TAGES ANZEIGER, 27.09.2023, Pickert Nils

Un appello per una maggiore empatia nei confronti degli adolescenti”.

Qualche giorno fa mi sono congratulato per essere riuscito a sopravvivere alla pubertà di mia figlia, ormai cresciuta. In seguito, la stessa persona ha espresso solidarietà per il fatto che la mia sedicenne è ancora nel bel mezzo della pubertà e che ho altri due figli con i quali dovrò “attraversarla” più avanti.

Non è la prima volta che mi trovo di fronte a questo problema e ho preso l’abitudine di non commentare la situazione. Cerco di pensare che la persona con cui sto parlando probabilmente ha un sacco di stress e di conflitti nella sua vita in questo momento e per questo parla in quel modo. Ma in realtà mi infastidisce. E mi infastidisce molto. Non posso misurare quanto siano stressanti le rispettive situazioni familiari per gli altri genitori. Ma il modo in cui tutti noi spesso parliamo e ci rapportiamo con gli adolescenti mi sembra spesso irrispettoso, invadente e controproducente.

Chiamare i giovani “animali pubescenti” e “bombe ormonali” non è una buona idea. Sgranare gli occhi quando esprimono un’idea politica forse assurdamente ingenua non è una buona idea. Sorridere e ignorare le loro relazioni amorose con altre persone non è una buona idea. Eppure noi adulti lo facciamo sempre.

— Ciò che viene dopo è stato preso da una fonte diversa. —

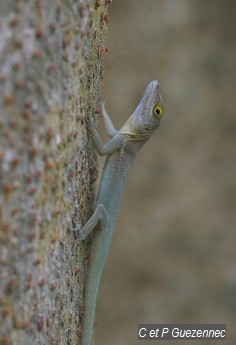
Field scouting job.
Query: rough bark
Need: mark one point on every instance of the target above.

Siamo infastiditi e frustrati dalle strane abitudini alimentari dei nostri figli adolescenti. Per il loro linguaggio, il loro comportamento, i loro interessi. Dalla loro costante alternanza tra “Vorrei più assistenza e attenzione” e “Lasciami in pace, sei imbarazzante e fastidioso, posso farcela da solo”. Ed è incredibilmente difficile. Fare progetti con e per i giovani è come bere acqua dalle mani. Tutto sembra ruotare intorno a loro. Ma si tratta almeno altrettanto di noi. Perdere l’orientamento sul campo di gioco dell’emancipazione personale dei nostri figli, sentirsi incompresi, trattati in modo ingrato e non amati. Conosco tutti questi sentimenti.

Ancora troppo raramente riesco a non prendere sul personale la pubertà dei miei figli. Ma non si tratta di me, bensì di loro. Se mio figlio cambia i suoi programmi 20 volte in 4 settimane, se vuole fare un viaggio con la sua famiglia o passare del tempo a casa con la sua ragazza e i suoi amici, non gli interessa quello che mi fa passare né vuole infastidirmi. È semplicemente una decisione difficile. Gli piace passare del tempo con i suoi fratelli e con noi in bei posti, ma anche due settimane con dei quarantenni e dei bambini piccoli non sono poi così eccitanti. Gli piace passare il tempo con la sua ragazza e il suo gruppo di amici, ma due settimane sono lunghe, gli manchiamo e non si arriva così lontano e rilassati come con noi quando si ha 16 anni da soli. Non si tratta di un ridicolo problema di pubertà, perché non esistono ridicoli problemi di pubertà. Se mi prendo il tempo di immedesimarmi nella sua situazione, devo concludere: Anch’io sarei completamente sopraffatto al suo posto. Come diavolo si fa?

Quindi sì: la pubertà è sciocca, estenuante, caotica, fastidiosa e brutale. Così come l’età adulta. Un motivo in più per creare una vicinanza con i vostri figli attraverso questo terreno comune, invece di mantenere le distanze emotive. L’adolescenza può anche essere divertente. Può essere potente, trasformativa, eccitante e bellissima. Quanto è bello potersi permettere di accompagnare tutto questo?!